Хочется добавить еще — и к природе. Наверное, смешно вспоминать, но, когда мы были моложе, мы часто вдвоем собирали грибы. Есть разные методы, разные стили в этом занятии, здесь не место о них распространяться, но в добинской манере органично соединялись систематичность ученого, охотничий азарт и лирическое настроение…
Похожие контрасты я замечаю и в его работе. Иначе, думается, как бы он обнаружил в привычных, знакомых со школы литературных понятиях новый, свежий, никем не замеченный смысл? Добин первым понял и объяснил разницу между подробностью и деталью: «Подробность воздействует во м н о ж е с т в е. Деталь тяготеет к е д и н и ч н о с т и» («Искусство детали»). Эта мысль выношена им давно, и я знаю, как высоко оценил ее профессор Б. М. Эйхенбаум: «Мы все ходили вокруг да около, и никто ее не поймал, не накинул на нее свое лассо!»
Но Добина посещают внезапные решения и другого порядка. В своей старой книге — «Жизненный материал и художественный сюжет» (1956) — на ряде примеров (Бальзак, Стендаль, Флобер, Толстой, Чехов и многие, многие бессмертные имена) он дотошно проследил путь, который проходит писатель от встречи, знакомства с житейским случаем — к типическому обобщению и раскрытию социальных и психологических противоречий. Достойная, интересная, насыщенная фактами работа.

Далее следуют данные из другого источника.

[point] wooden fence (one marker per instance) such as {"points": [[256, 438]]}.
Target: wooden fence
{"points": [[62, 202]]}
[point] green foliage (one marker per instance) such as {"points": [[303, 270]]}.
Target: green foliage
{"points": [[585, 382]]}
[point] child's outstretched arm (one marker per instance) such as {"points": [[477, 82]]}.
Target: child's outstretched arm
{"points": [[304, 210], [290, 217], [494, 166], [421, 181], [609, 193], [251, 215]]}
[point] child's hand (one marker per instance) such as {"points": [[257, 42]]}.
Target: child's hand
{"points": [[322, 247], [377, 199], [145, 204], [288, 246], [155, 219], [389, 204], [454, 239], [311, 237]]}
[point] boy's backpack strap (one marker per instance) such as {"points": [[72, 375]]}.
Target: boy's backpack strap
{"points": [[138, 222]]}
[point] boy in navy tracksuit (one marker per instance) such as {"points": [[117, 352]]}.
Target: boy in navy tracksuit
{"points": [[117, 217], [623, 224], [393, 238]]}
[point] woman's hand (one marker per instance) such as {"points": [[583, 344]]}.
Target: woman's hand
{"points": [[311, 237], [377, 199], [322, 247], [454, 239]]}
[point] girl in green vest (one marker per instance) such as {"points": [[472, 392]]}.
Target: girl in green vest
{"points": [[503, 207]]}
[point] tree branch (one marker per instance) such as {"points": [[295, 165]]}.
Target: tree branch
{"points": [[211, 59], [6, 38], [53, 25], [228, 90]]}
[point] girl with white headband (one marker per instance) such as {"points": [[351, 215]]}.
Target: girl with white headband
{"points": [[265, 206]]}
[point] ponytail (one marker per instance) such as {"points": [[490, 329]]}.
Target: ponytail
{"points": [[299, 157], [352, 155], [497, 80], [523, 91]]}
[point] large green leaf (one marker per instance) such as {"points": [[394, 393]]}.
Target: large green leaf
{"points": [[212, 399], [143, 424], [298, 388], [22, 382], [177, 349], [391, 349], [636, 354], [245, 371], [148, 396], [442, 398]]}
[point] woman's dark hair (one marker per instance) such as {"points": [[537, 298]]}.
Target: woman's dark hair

И вдруг, через много лет, Добин решает вновь ее совершить, но уже… для детей. Его не пугает, что это будет посложнее, чем для взрослых.
В 1973 году книга вышла. В предисловии к ней педагог и писатель Н. Долинина пишет: «Как вам удалось так увлекательно рассказать о Монте-Кристо? — спросила я у автора книги. — Читаешь с не меньшим волнением, чем сам роман». Автор ответил: «Когда я писал, мне казалось, что я опять стал четырнадцатилетним».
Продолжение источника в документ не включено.